Pourquoi Microsoft n’avait plus le choix
Ce plan de correction n’arrive pas par hasard. Depuis le lancement de Windows 11, les critiques se sont accumulées. Tom Warren, journaliste spécialisé chez The Verge, a publié début 2026 une enquête détaillant les problèmes de fiabilité et de confiance autour du système. La couverture a touché un nerf. Davuluri lui-même le reconnaît dans sa lettre : « Ce qui ressortait, c’était la voix de gens qui tiennent profondément à Windows et veulent qu’il soit meilleur. »
L’ampleur des changements annoncés dépasse la simple correction de bugs. Microsoft prévoit de migrer des composants centraux comme le menu Démarrer vers le framework WinUI3 pour réduire les temps de réponse. Le sous-système Windows pour Linux (WSL) recevra des améliorations de performance réseau et de transfert de fichiers. Windows Hello, le système d’authentification biométrique, sera renforcé. Les connexions Bluetooth, USB et imprimantes seront stabilisées. Et la reprise de veille, un problème récurrent sur les portables et les consoles de jeu, fait partie de la liste.
Le chef de Windows a aussi organisé une rencontre avec un petit groupe d’Insiders à Seattle, la première d’une série de sessions prévues dans plusieurs villes à travers le monde. Les premières modifications arriveront dans les builds Insider dès ce mois-ci et en avril.
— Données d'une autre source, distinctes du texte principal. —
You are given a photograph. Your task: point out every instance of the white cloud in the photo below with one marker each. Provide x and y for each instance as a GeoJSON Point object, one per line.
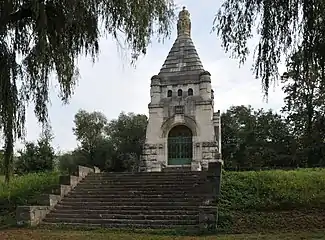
{"type": "Point", "coordinates": [111, 85]}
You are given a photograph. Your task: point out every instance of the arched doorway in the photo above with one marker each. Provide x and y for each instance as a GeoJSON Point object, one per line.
{"type": "Point", "coordinates": [180, 148]}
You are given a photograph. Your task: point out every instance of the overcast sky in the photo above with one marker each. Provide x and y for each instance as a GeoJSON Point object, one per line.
{"type": "Point", "coordinates": [111, 85]}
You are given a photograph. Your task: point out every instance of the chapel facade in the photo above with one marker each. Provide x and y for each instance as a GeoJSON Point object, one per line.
{"type": "Point", "coordinates": [183, 128]}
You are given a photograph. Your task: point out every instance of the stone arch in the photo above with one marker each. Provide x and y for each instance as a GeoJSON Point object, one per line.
{"type": "Point", "coordinates": [184, 120]}
{"type": "Point", "coordinates": [180, 145]}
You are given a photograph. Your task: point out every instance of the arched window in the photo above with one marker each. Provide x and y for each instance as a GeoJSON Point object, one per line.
{"type": "Point", "coordinates": [180, 146]}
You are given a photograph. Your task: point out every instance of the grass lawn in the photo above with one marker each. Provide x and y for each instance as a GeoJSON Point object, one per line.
{"type": "Point", "coordinates": [29, 234]}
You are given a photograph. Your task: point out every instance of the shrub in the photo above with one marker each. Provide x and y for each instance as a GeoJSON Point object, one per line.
{"type": "Point", "coordinates": [23, 188]}
{"type": "Point", "coordinates": [273, 190]}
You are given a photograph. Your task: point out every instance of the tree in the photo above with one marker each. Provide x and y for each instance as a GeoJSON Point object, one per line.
{"type": "Point", "coordinates": [38, 38]}
{"type": "Point", "coordinates": [304, 103]}
{"type": "Point", "coordinates": [255, 139]}
{"type": "Point", "coordinates": [127, 134]}
{"type": "Point", "coordinates": [1, 162]}
{"type": "Point", "coordinates": [36, 157]}
{"type": "Point", "coordinates": [282, 28]}
{"type": "Point", "coordinates": [89, 130]}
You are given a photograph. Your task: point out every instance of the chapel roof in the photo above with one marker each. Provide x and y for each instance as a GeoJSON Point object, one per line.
{"type": "Point", "coordinates": [183, 58]}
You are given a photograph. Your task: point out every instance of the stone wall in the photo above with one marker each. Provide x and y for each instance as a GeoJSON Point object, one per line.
{"type": "Point", "coordinates": [208, 211]}
{"type": "Point", "coordinates": [33, 215]}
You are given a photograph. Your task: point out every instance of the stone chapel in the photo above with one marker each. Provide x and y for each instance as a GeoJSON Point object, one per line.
{"type": "Point", "coordinates": [183, 129]}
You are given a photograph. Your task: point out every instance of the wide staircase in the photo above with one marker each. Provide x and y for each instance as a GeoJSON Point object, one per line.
{"type": "Point", "coordinates": [164, 200]}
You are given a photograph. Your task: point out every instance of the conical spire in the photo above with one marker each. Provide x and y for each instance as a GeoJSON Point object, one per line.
{"type": "Point", "coordinates": [184, 23]}
{"type": "Point", "coordinates": [182, 58]}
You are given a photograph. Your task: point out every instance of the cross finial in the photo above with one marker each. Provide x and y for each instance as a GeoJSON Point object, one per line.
{"type": "Point", "coordinates": [184, 23]}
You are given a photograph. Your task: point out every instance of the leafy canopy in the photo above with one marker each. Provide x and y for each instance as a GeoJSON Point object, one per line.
{"type": "Point", "coordinates": [41, 37]}
{"type": "Point", "coordinates": [283, 28]}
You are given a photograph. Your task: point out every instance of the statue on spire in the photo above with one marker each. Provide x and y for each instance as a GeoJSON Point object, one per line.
{"type": "Point", "coordinates": [184, 23]}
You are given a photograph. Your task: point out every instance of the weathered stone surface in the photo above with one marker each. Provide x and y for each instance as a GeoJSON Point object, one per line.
{"type": "Point", "coordinates": [171, 199]}
{"type": "Point", "coordinates": [181, 94]}
{"type": "Point", "coordinates": [208, 218]}
{"type": "Point", "coordinates": [33, 215]}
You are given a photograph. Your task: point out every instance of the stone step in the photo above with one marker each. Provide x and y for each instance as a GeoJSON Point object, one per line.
{"type": "Point", "coordinates": [78, 207]}
{"type": "Point", "coordinates": [147, 222]}
{"type": "Point", "coordinates": [87, 204]}
{"type": "Point", "coordinates": [58, 214]}
{"type": "Point", "coordinates": [128, 211]}
{"type": "Point", "coordinates": [147, 177]}
{"type": "Point", "coordinates": [131, 200]}
{"type": "Point", "coordinates": [177, 169]}
{"type": "Point", "coordinates": [138, 187]}
{"type": "Point", "coordinates": [121, 191]}
{"type": "Point", "coordinates": [143, 182]}
{"type": "Point", "coordinates": [122, 225]}
{"type": "Point", "coordinates": [77, 194]}
{"type": "Point", "coordinates": [146, 174]}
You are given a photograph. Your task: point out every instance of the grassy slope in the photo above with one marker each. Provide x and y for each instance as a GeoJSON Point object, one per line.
{"type": "Point", "coordinates": [21, 191]}
{"type": "Point", "coordinates": [27, 234]}
{"type": "Point", "coordinates": [268, 200]}
{"type": "Point", "coordinates": [251, 201]}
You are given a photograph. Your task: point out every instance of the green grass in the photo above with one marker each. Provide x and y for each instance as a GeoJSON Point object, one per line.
{"type": "Point", "coordinates": [21, 191]}
{"type": "Point", "coordinates": [250, 202]}
{"type": "Point", "coordinates": [26, 234]}
{"type": "Point", "coordinates": [264, 200]}
{"type": "Point", "coordinates": [274, 190]}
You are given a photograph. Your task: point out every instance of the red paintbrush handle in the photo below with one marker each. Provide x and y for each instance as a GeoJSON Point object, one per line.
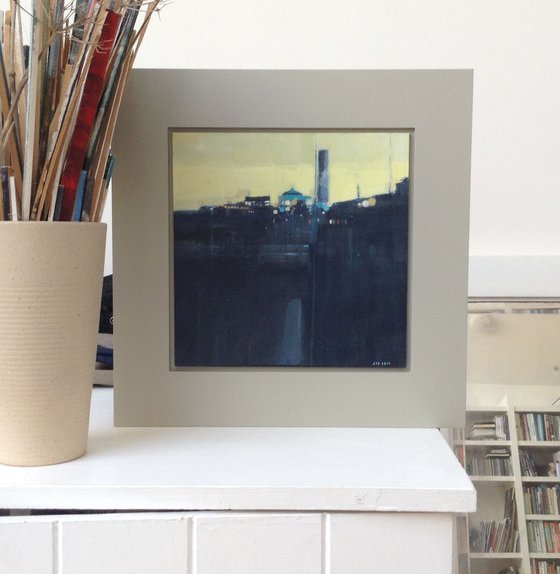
{"type": "Point", "coordinates": [93, 88]}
Le déploiement complet pour tous les utilisateurs est prévu sur l’ensemble de l’année 2026. Reste à voir si Microsoft tiendra ses promesses cette fois, car ce n’est pas la première fois que l’entreprise annonce un virage « qualité » sur Windows. Mais l’ampleur du mea culpa, écrit noir sur blanc par le patron de la division, n’a pas de précédent récent.